For those unfamiliar with Willems’ oeuvre—which includes such major works as My Friend is Sad, There is a Bird on Your Head, and Pigs Make Me Sneeze—Elephant and Piggie are the Vladimir and Estragon of children’s literature. Gerald is a nervous, needy elephant in wire-rim eyewear. Piggie (he appears to have no other name) is a more self-assured, impetuous hog. I Am Going opens with the pair engaged in mundane Godot-like dialogue. “This is a good day,” a smiling Gerald tells Piggie as the two sit together in the vast emptiness of a otherwise blank page. “Just like yesterday,” Piggie replies, rather noncommitally. “Yes!” Gerald goes on. “Yesterday was a good day, too.” At which point, Piggie shocks Gerald by abruptly announcing that he is leaving. Suddenly, eight pages into the book, the plot shifts gears to become a harrowing psycho-domestic drama that would have Edward Albee reaching for the whiskey to steady his nerves.
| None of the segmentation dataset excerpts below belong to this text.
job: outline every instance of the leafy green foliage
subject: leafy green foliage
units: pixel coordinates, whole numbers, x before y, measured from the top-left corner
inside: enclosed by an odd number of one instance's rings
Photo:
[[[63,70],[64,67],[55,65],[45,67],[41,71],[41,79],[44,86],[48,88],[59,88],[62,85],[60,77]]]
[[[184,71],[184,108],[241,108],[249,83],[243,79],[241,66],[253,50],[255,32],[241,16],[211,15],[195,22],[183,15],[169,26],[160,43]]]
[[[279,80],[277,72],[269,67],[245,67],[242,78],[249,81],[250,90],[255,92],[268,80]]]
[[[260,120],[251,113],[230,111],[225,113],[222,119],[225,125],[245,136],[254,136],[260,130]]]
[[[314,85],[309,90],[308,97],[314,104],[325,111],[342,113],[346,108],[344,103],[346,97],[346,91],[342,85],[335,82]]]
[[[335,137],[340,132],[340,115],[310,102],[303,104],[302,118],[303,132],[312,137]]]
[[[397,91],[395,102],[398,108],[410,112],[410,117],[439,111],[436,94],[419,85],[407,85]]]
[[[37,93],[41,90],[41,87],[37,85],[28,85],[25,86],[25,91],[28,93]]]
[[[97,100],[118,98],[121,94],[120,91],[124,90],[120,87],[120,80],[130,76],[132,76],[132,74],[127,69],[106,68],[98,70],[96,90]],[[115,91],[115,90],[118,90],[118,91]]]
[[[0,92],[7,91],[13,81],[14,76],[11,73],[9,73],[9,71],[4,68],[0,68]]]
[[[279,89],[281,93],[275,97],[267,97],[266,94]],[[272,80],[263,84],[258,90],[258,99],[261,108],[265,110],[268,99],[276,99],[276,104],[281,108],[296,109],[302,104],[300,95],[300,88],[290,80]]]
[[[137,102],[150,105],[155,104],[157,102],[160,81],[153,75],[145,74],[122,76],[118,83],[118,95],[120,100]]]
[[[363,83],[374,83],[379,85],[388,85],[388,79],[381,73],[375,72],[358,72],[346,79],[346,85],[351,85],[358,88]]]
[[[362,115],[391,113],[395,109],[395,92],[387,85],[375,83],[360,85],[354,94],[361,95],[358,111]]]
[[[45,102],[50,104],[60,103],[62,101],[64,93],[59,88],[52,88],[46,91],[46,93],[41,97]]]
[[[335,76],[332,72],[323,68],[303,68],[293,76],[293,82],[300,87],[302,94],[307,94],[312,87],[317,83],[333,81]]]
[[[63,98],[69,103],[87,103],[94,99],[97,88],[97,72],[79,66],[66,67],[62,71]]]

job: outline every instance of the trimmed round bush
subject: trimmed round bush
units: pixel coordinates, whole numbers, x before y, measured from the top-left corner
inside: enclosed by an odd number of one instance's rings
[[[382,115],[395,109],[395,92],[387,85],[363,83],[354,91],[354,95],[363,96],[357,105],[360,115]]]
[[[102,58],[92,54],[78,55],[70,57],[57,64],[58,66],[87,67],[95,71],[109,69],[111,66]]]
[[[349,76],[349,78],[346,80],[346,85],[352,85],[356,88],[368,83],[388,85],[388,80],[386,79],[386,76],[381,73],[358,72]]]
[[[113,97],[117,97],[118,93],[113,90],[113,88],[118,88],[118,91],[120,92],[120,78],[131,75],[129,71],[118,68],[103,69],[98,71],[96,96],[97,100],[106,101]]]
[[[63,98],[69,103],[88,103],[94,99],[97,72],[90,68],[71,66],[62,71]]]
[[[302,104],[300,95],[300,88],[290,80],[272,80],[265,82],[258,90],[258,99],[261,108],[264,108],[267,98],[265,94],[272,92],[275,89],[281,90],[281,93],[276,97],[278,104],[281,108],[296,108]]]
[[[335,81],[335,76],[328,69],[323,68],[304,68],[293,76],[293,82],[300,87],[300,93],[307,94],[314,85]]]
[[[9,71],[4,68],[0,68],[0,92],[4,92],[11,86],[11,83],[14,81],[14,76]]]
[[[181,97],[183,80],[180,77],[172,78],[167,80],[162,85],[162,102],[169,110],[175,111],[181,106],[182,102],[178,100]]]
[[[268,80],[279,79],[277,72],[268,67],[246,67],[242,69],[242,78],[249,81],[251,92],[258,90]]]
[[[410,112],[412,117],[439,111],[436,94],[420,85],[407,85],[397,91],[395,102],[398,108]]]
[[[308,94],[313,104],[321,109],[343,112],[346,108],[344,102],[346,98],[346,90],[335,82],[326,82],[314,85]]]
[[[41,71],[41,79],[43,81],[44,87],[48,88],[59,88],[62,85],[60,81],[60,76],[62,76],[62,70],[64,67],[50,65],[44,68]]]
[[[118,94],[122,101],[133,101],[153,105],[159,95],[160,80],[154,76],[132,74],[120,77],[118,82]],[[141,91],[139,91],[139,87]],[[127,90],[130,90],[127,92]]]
Why is Piggie in such a rush to depart? Why has he decided to leave the elephant alone? Gerald implores Piggie to stay, becoming increasingly desperate at Piggie’s determination not to. He cycles through the entire range of human (and elephant) emotion, from panic (“You are going?! ) to self-pity (“Who will I skip with?”). Ultimately, Gerald resorts to physical violence to keep Piggie from abandoning him. He squeezes Piggie in an elephant hug while shouting at the top of his lungs, “I WILL NOT LET YOU GO!!!” Alas, Piggie simply pops free from the embrace and coolly repeats, “I am going.”

In the end, happily, Piggie has a perfectly reasonable explanation for going, and by page 56, elephant and hog are merrily together again enjoying lunch. Like all great literary classics, the plot comes full circle, with both friends once again having a good day.